Une personne ne devrait pas avoir à négocier le prix de sa péridurale. Elle ne devrait pas avoir à signer une entente de paiement sur un bout de papier et les conjoint.e.s ne devraient pas avoir à donner leur monnaie pour qu’un.e anesthésiste accepte de faire une péridurale. Pourtant, j’en suis témoin.
Une chef anesthésiste en furie m’a déjà demandé qui était responsable pour cette femme enceinte.
Qui est responsable pour elle?
Mais ELLE!
Comment quelqu’un d’autre peut-il être responsable de son corps, ses besoins et son accouchement, qu’elle-même!?
L’anesthésiste voulait être payée après que son résident ait donné la péridurale gratuitement, devant six témoins. Les phrases se sont alors mises à couler de sa bouche en s’accrochant à son reste de rouge-à-lèvres en miette :
« Si elle n’est pas contente, on peut lui enlever, son épidurale. [sic]»
« Elle ne pourra pas partir d’ici avec son bébé si elle ne paye pas. »
« Il n’y a jamais rien de gratuit ici, jamais. »
« Si elle est battue, elle a juste à le dire, on va comprendre! »
Les yeux de ma cliente étaient exorbités et son travail s’est mis à ralentir. De la négociation de temps, à la négociation de paiement, nous sommes arrivés à la négociation devant la césarienne.
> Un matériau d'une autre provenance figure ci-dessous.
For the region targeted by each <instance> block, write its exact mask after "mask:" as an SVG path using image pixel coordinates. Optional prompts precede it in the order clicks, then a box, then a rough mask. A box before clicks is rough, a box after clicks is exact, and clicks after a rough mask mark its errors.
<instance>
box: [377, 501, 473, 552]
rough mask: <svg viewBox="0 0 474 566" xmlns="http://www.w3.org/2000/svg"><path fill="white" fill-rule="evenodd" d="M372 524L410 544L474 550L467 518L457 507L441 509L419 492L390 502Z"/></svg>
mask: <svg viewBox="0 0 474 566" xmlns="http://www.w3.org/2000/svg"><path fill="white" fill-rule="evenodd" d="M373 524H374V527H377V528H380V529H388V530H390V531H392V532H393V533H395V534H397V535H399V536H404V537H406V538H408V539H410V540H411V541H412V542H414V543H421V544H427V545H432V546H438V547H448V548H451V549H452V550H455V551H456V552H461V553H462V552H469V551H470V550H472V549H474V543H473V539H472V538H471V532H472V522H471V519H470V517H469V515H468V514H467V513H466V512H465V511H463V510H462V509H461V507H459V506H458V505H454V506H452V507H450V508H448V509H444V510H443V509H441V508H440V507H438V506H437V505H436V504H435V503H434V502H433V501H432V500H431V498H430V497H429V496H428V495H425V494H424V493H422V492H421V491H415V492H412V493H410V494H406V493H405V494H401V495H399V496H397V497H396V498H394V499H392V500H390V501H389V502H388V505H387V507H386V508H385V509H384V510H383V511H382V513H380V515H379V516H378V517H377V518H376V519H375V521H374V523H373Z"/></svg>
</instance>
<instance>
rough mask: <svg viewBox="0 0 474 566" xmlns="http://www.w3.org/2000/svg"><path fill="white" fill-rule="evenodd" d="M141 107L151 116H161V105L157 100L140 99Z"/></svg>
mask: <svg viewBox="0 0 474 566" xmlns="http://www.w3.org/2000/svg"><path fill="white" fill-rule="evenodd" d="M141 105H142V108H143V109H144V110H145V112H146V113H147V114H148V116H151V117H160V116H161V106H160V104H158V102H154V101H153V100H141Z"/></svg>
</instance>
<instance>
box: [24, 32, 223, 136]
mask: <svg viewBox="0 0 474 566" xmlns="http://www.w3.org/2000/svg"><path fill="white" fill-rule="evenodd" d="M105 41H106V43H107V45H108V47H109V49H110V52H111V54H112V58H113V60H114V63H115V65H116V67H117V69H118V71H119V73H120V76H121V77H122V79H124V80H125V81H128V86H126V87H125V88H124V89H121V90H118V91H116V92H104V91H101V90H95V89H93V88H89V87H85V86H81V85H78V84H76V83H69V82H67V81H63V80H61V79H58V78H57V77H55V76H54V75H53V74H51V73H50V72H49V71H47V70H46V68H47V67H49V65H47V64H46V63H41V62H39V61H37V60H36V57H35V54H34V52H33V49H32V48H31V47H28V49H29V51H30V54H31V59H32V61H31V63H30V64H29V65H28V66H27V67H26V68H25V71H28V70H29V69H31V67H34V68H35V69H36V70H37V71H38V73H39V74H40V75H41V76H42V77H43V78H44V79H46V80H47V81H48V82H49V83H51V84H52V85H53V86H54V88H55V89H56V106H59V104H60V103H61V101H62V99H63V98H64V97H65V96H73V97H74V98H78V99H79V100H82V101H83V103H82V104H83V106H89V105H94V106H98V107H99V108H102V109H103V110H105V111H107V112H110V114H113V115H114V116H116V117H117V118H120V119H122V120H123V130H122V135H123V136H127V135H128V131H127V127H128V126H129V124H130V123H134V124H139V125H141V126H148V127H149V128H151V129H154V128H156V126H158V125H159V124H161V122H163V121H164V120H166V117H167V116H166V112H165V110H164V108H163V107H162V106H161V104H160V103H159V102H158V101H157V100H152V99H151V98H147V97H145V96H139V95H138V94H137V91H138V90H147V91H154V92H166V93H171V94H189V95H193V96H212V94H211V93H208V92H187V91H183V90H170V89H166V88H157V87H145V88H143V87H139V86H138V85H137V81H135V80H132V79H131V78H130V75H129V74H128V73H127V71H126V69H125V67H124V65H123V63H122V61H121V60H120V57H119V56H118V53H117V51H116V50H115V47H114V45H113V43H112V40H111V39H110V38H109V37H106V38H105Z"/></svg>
Il est radicalement important que les femmes et les personnes enceintes retrouvent cette autonomie, que la population en général, de la personne qui accouche aux conjoint.e.s, se libèrent du syndrome de la blouse blanche. Nous pouvons prendre le contrôle de notre accouchement, surtout quand on se rappelle qu’accoucher est un acte sexuel. Avec le mouvement #moiaussi, les femmes ont repris le contrôle de leur sexualité, elles dénonçent de plus en plus les agresseur.e.s, elles apprennent à dire non. Apprenons à le faire en milieu hospitalier aussi.
Je ne veux pas négocier sur la santé des femmes. Je ne veux pas mettre de l’eau dans mon vin pour accommoder un système plein de craques dans lesquelles des mères glissent.
Nous devons penser à ce que nous léguons à nos filles et nos fils, ceux qui auront à négocier plus tard. Assurons-nous de leur léguer ce que ma mère a su me donner, de la conviction et de la responsabilité.